Last Friday, after months of foot-dragging and increasingly bizarre explanations to justify their inaction, Republican congressional leaders finally allowed legislation addressing immigration policy to be brought to the House floor for consideration. For those holding out hope that the House would act on comprehensive immigration reform before slinking away for a five-week recess, Friday night’s back-to-back votes were a huge step backwards.
The first bill, HR 5230, appropriates $694 million – less than 20% of the funding requested by President Obama – to address the humanitarian crises along the U.S.-Mexico border. The legislation also expedites the deportation of unaccompanied Central American children, and reimburses Texas $35 million for costs associated with Governor Rick Perry’s decision to deploy Texas National Guard troops to the border.
The second measure, HR 5272, effectively eliminates the Department of Homeland Security’s Deferred Action for Childhood Arrivals (DACA) program created by executive authority in June of 2012. DACA allows for prosecutorial discretion towards children who immigrated to the United States without authorization and creates a process by which these individuals can obtain work permits for two years. By not allowing these work permits to be renewed, HR 5272 subjects the more than 700,000 people enrolled in DACA to deportation.
To be clear, because neither bill has any chance of becoming law, the House Republicans’ actions were purely symbolic, but not without consequence. In terms of the internal divisions within the GOP, party elders and their allies in the business and faith communities who have been advocating for moderation on immigration and increased outreach to Latinos clearly lost.
Instead of opting for pragmatism, the party’s congressional leadership allowed hardliners, whose “solutions” to a multi-faceted and complex policy begin and end with increased border security and more deportations, to carry the day. Thus, Friday’s votes effectively define the party’s immigration position well to the right of mainstream public opinion and further cement the Republicans’ culpability for derailing the best prospects for comprehensive immigration reform in nearly a decade.
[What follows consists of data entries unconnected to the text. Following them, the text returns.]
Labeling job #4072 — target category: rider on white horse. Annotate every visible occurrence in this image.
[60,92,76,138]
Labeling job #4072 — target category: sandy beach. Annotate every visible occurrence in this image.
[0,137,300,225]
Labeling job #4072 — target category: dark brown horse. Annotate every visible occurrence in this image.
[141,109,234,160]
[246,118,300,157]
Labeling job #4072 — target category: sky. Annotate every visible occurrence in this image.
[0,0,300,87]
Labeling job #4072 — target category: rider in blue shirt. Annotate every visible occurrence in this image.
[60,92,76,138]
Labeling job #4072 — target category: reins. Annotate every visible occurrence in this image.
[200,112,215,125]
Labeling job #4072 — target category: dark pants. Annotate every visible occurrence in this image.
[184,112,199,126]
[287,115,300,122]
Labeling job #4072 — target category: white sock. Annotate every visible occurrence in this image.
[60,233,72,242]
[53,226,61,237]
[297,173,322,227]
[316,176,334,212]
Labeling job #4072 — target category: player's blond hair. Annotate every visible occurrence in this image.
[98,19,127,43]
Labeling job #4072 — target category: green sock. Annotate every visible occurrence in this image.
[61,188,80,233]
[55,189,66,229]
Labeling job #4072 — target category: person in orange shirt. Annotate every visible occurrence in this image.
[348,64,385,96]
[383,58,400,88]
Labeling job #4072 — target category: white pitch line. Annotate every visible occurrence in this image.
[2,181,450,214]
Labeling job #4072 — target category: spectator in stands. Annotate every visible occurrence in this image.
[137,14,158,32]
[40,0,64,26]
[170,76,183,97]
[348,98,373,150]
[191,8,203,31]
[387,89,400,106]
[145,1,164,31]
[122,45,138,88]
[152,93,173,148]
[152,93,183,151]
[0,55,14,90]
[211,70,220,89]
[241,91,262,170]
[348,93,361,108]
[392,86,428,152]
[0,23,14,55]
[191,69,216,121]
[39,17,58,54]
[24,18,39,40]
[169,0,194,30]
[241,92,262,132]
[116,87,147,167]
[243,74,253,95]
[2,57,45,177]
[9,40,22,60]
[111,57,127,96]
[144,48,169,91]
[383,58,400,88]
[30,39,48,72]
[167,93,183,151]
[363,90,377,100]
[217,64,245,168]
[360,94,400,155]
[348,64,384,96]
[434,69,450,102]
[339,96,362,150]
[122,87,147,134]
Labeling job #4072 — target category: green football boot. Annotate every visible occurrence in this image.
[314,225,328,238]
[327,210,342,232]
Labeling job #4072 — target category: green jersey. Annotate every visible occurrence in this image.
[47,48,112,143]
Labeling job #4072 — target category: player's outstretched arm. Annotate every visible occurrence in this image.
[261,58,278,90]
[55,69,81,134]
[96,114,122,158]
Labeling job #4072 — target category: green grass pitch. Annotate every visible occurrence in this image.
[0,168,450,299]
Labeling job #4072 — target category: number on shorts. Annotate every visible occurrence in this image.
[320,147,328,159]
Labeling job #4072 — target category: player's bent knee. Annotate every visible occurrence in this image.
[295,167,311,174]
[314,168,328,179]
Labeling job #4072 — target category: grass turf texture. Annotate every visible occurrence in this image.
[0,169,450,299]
The unwillingness of House Republicans to address immigration reform in any meaningful manner also creates further impetus for President Obama to “go big” and use his executive authority to develop some constructive policies to address an issue of great import to constituencies that are central to both parties’ electoral coalitions. As we have argued before, among Latino voters whose political behavior is most animated by immigration, there is little downside for the president to use executive action in this manner. Specifically, polling conducted by Latino Decisions makes clear that the behavior of House Republicans coupled with potential executive action on immigration are likely to motivate increased Latino turnout and support for Democratic candidates in November.
With this in mind, the data presented in Tables 1 and 2 summarize the demographic and political characteristics for Republican and Democratic House held tier one and tier two Latino influence districts (districts that were competitive in 2012 and with significant 2010 Latino voting age populations (VAP)). The tables also report how the members presently representing these districts voted on HR 5230 and HR 5272.
Tables 1 and 2 make clear among this subset of House members, both votes were essentially party line. For HR 5230 all of the tier one and tier Republicans who voted, supported the legislation, while all voting tier one and tier two Democrats did not. For HR 5272, three Republicans, California’s Jeff Denham, Colorado’s Mike Coffman, and Joe Heck of Nevada, all of whom represent tier one Latino influence districts, broke with their party to vote no (eight other House Republicans, many representing tier three Latino influence districts, also voted no). All tier one and tier Democrats voted against HR 5272, as did all but four House Democrats.
In the near term, the Democrats’ inability to recruit and fund quality challengers in many of the tier one and tier two Republican held House districts means that many Republicans who voted for HR 5230 and HR 5272 are unlikely to be hurt by their votes in November. In contrast, vulnerable House Democrats representing Latino influence districts should see a boost in their support among Latino voters particularly if President Obama uses executive action to address immigration policy between now and November. This, in turn, may allow some of these incumbents to eke out wins despite the unfavorable political environment facing their party.
Beyond these district specific calculations and their implications for the 2014 elections, one point is clear. Last Friday’s actions send yet another powerful signal to fast growing immigrant rich communities: there is no place for them or their families in today’s Republican Party.
David Damore is a senior analyst at Latino Decisions, Associate Professor of Political Science at the University of Nevada Las Vegas, and a Senior Nonresident Fellow in the Brookings Institution’s Governance Studies Program.